À travers la scène de l’inspection de Madame Géquil, après qu’elle a eu subi le choc foudroyant qui la métamorphose en Hyde, Serge Bozon semble ainsi mettre en abyme son propre travail de metteur en scène : Géquil/Hyde modifie l’agencement de la salle de classe en ordonnant au premier rang d’échanger de place avec le dernier, se retranche dans un rôle d’observatrice alerte puis saisit au bond la balle que lui envoie son élève Malik pour se mettre enfin en valeur. Dès lors, la relation ambivalente qui se noue entre ces deux êtres cassés renvoie quelques échos de Noce blanche, de Jean-Claude Brisseau, autre vrai-faux « film de banlieue » qui était transcendé par sa pente fantastique.

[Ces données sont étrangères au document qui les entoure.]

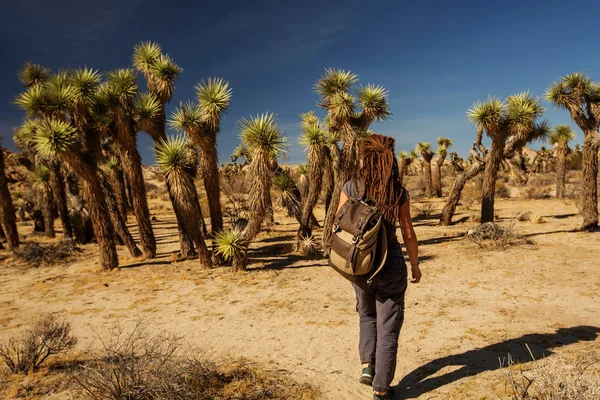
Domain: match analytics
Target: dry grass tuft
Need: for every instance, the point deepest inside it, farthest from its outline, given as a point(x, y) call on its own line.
point(36, 254)
point(492, 235)
point(47, 337)
point(555, 378)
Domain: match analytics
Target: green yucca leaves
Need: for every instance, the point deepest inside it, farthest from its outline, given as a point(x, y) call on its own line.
point(214, 95)
point(185, 117)
point(374, 101)
point(262, 134)
point(145, 55)
point(85, 82)
point(33, 74)
point(561, 134)
point(41, 174)
point(334, 81)
point(54, 138)
point(174, 154)
point(122, 84)
point(230, 244)
point(32, 101)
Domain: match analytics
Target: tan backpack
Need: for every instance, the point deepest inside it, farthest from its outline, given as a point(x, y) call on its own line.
point(357, 247)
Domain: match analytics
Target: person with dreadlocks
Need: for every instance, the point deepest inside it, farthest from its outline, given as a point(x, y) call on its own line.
point(380, 304)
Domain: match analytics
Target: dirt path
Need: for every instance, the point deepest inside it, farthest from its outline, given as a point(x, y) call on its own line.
point(297, 314)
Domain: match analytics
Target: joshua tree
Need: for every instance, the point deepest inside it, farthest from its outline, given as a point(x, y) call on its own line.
point(161, 73)
point(345, 118)
point(41, 178)
point(115, 174)
point(443, 145)
point(500, 121)
point(7, 210)
point(405, 160)
point(579, 95)
point(119, 94)
point(264, 141)
point(175, 159)
point(560, 138)
point(313, 139)
point(519, 115)
point(424, 148)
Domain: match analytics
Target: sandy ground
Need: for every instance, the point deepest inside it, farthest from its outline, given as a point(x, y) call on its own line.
point(472, 308)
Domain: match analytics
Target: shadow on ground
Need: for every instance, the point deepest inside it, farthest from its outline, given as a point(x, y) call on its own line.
point(473, 362)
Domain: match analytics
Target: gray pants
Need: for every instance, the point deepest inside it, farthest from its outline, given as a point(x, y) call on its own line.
point(380, 307)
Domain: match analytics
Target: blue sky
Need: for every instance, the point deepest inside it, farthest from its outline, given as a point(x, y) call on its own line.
point(435, 58)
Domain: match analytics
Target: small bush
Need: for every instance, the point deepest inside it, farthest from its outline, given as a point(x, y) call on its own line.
point(36, 254)
point(47, 337)
point(424, 210)
point(138, 365)
point(491, 235)
point(555, 378)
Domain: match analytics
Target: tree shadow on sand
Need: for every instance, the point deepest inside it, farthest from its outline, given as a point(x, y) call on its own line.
point(473, 362)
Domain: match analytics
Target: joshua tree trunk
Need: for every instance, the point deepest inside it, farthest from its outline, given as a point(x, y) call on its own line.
point(210, 175)
point(117, 217)
point(118, 183)
point(561, 167)
point(454, 196)
point(132, 167)
point(589, 194)
point(99, 211)
point(489, 180)
point(427, 179)
point(315, 181)
point(7, 210)
point(437, 176)
point(346, 169)
point(57, 182)
point(45, 203)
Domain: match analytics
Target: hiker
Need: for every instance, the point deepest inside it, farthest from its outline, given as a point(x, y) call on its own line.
point(380, 297)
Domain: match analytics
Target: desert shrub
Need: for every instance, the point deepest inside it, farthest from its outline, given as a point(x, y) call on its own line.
point(537, 219)
point(47, 337)
point(138, 365)
point(37, 254)
point(554, 378)
point(502, 190)
point(424, 210)
point(492, 235)
point(525, 216)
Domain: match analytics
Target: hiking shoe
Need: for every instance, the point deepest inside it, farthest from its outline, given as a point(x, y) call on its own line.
point(366, 378)
point(388, 396)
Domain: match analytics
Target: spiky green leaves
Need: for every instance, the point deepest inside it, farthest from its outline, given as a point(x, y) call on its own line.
point(54, 138)
point(230, 244)
point(174, 154)
point(145, 55)
point(261, 136)
point(374, 101)
point(33, 74)
point(186, 117)
point(334, 81)
point(561, 134)
point(214, 96)
point(147, 109)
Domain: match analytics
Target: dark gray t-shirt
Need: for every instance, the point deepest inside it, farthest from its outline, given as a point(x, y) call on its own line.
point(350, 189)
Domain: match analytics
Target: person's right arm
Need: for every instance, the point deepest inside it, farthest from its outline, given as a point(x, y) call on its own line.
point(410, 241)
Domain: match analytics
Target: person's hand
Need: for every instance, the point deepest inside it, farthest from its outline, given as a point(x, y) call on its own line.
point(416, 273)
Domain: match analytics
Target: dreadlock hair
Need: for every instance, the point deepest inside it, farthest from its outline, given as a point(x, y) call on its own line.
point(379, 172)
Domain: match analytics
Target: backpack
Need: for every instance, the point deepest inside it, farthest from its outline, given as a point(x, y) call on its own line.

Une pente fantastique qui se déploie ici pleinement grâce à la photographie plutôt douce de Céline Bozon — laquelle joue constamment sur les contrastes vibrants entre les surfaces assez ternes des bâtiments et les teintes plus vives des costumes, jusque dans les effets spéciaux qui matérialisent les métamorphoses de Madame Géquil en Madame Hyde : Isabelle Huppert ressemble alors à une boule de feu très cartoonesque, dans un dessin à la naïveté assumée qui contraste avec les effets dévastateurs — montrés pour le coup de façon très prosaïque — que ce corps ardent, en se détachant du fond de la nuit, provoque dans l’espace du cadre.